Australian thermal coal prices reached $150/mt in early June, fueled by supply disruptions in China, export uncertainty in Indonesia, and rising summer electricity demand, before retreating sharply after the announcement of an end to military operations in the Middle East. Earlier in March, prices jumped about 20 percent (m/m), as the outbreak of conflict in the Middle East and the disruption of natural gas shipments pushed power generators toward coal. Prices stayed elevated through April and May as conflict in the Middle East persisted.
Global coal consumption edged up in 2025 (y/y), and demand is now set to hold firm in 2026 as conflict-driven energy disruptions reshape power generation.
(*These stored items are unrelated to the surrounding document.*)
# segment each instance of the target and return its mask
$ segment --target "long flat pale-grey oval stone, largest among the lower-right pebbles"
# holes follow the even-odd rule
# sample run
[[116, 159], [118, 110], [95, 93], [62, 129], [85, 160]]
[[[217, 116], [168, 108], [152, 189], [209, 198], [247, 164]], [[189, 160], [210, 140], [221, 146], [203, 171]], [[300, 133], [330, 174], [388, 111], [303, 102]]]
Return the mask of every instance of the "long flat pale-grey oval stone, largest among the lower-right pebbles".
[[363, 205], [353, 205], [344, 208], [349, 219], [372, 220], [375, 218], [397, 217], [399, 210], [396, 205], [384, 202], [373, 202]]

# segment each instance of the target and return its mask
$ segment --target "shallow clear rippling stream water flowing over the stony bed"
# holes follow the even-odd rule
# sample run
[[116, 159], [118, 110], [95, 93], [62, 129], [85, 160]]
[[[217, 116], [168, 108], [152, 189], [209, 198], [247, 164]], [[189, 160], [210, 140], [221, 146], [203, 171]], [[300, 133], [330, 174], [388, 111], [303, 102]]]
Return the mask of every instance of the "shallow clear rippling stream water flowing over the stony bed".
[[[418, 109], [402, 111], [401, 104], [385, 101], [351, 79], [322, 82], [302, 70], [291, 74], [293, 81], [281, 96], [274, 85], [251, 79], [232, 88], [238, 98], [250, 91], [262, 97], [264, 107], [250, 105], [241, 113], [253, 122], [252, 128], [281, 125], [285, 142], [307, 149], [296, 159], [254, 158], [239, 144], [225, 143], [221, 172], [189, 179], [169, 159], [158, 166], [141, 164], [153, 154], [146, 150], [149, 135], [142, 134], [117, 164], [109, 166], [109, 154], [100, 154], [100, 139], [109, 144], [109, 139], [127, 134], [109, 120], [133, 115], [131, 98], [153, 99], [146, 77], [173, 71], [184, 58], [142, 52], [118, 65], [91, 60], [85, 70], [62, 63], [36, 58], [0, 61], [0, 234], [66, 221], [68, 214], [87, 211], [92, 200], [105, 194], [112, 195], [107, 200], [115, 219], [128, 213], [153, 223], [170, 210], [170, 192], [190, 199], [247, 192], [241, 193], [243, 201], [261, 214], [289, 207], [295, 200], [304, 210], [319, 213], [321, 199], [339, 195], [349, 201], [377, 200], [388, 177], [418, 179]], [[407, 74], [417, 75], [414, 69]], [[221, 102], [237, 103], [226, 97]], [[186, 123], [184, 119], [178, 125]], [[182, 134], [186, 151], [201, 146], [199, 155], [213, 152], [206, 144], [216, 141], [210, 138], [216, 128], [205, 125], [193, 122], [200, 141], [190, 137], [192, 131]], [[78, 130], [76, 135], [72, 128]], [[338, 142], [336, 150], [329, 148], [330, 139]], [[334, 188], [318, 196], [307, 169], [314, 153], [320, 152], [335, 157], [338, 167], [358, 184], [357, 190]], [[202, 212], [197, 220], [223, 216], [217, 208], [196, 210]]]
Last year’s gains were concentrated in Eurasia and the United States, where consumption expanded by 10 percent on stronger power demand tied partly to surging data-center activity and substitution away from costlier natural gas. In China and India, the two largest consumers, robust solar, wind, and hydropower generation held coal demand in check, while European Union demand edged down. In 2026, global thermal coal demand is projected to stay roughly flat, partly compensating for interrupted gas supplies from the Middle East. Increases are expected to center in China and, especially, India, where governments are turning to domestic coal to shore up energy security; U.S. consumption is seen holding steady after last year’s increase, while Europe’s continues to decline—though more slowly than before the conflict.
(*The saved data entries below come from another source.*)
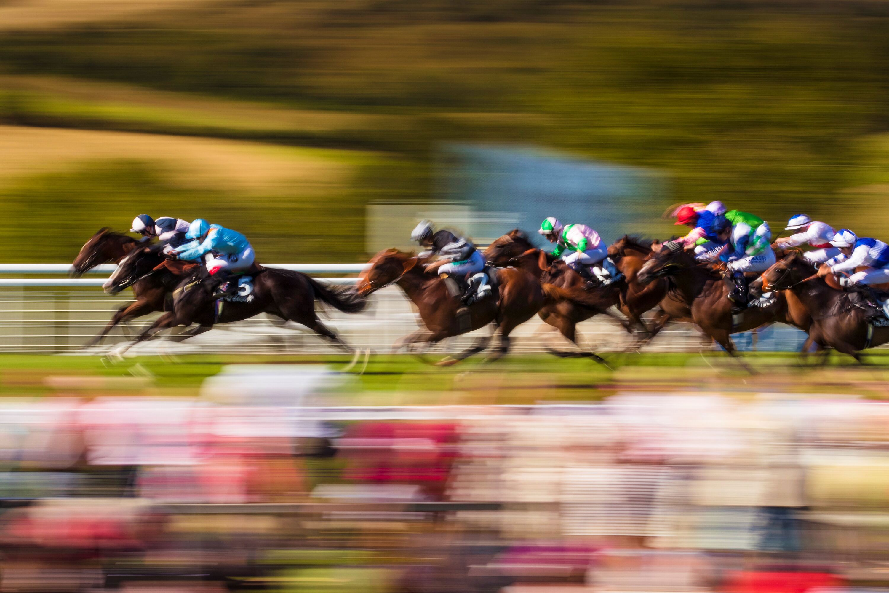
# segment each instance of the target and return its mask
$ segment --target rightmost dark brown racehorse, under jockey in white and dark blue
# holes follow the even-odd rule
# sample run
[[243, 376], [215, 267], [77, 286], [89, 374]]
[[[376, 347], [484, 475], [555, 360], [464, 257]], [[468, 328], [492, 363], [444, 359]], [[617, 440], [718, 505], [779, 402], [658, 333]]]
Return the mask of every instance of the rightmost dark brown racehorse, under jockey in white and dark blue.
[[837, 279], [814, 277], [812, 264], [799, 252], [789, 252], [750, 285], [796, 297], [811, 319], [809, 339], [820, 349], [827, 346], [863, 363], [861, 350], [889, 342], [889, 327], [871, 326], [867, 312], [853, 304]]

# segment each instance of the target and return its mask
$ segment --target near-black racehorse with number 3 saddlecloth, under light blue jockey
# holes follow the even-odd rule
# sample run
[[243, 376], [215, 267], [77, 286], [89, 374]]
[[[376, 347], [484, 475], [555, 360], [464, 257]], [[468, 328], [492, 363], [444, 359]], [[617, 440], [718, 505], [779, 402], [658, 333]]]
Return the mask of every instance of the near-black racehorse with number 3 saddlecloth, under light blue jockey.
[[[142, 247], [133, 250], [117, 265], [114, 274], [104, 285], [106, 292], [120, 292], [138, 282], [146, 274], [153, 275], [162, 256], [156, 249]], [[164, 264], [165, 268], [176, 263]], [[195, 272], [183, 277], [172, 292], [169, 310], [149, 325], [133, 344], [145, 341], [158, 332], [178, 325], [196, 327], [182, 334], [184, 338], [209, 330], [216, 324], [227, 324], [268, 313], [282, 319], [305, 325], [335, 345], [350, 352], [348, 344], [330, 328], [321, 323], [315, 311], [315, 301], [321, 301], [344, 313], [358, 313], [364, 309], [365, 300], [355, 292], [325, 286], [300, 272], [287, 269], [255, 266], [252, 276], [252, 292], [249, 301], [217, 301], [211, 288], [205, 283], [195, 266]], [[150, 277], [150, 276], [149, 276]], [[132, 346], [132, 344], [130, 345]], [[128, 346], [127, 349], [130, 347]]]

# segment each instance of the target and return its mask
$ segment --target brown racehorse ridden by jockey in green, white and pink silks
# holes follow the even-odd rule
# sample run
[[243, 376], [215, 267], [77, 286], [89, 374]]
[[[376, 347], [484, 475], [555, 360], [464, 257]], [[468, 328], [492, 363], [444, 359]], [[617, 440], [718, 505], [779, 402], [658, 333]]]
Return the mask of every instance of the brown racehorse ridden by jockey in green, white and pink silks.
[[[494, 240], [483, 253], [486, 261], [496, 266], [509, 266], [520, 258], [523, 266], [547, 287], [548, 299], [538, 315], [549, 325], [557, 328], [565, 338], [581, 348], [577, 342], [577, 324], [597, 315], [607, 315], [617, 320], [632, 333], [633, 328], [621, 317], [614, 314], [612, 307], [621, 302], [620, 284], [588, 290], [586, 281], [580, 274], [565, 265], [563, 261], [552, 261], [548, 252], [537, 249], [525, 233], [515, 229]], [[557, 357], [594, 357], [592, 352], [562, 352], [546, 347]]]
Global thermal coal supply was little changed in 2025, and production is set to decline by roughly 1 percent in 2026 while still meeting demand. Output gains in China, North America, and Eurasia last year offset cuts by Australia and Indonesia, the two main exporters. Notably, both China and India intensified efforts to substitute domestic production for imports to bolster energy security—a shift that may prove durable, leaving exporters to adjust to shrinking international demand. In 2026, Asia Pacific supply is expected to decline, mainly because of Indonesia’s lower production targets, while India’s output surges and China’s rises moderately in response to conflict-related trade disruptions. European production continues to shrink, while output in the United States holds steady. International coal trade is forecast to ease as Indonesia restrains the volumes available for export. Adding to supply-side pressure, diesel shortages and soaring diesel prices stemming from the Gulf conflict are lifting producer costs and, in extreme cases, capping output.
The Australian coal price is projected to rise 20 percent in 2026 (y/y) to average $130/mt before falling 12 percent in 2027, with risks to the forecast broadly balanced. The forecast assumes that conflict-related disruptions to Middle Eastern energy supply keep coal substituting for natural gas in power generation, particularly across Asia Pacific and Europe. Upside risks dominate the near term: extended delays in natural gas trade normalizing after the reopening of the Strait of Hormuz would prolong the surge in coal-fired generation, while broader-than-expected AI-driven electricity demand could bring underutilized coal plants back online in China and the United States. In that case, U.S. consumption could again exceed its assumed trend decline. The main downside risks run the other way: stronger-than-expected renewable generation—especially if the sharp rise in Chinese and Indian solar and wind output in 2025 continues—and any unexpected rebound in Indonesian exports would pull prices below the baseline.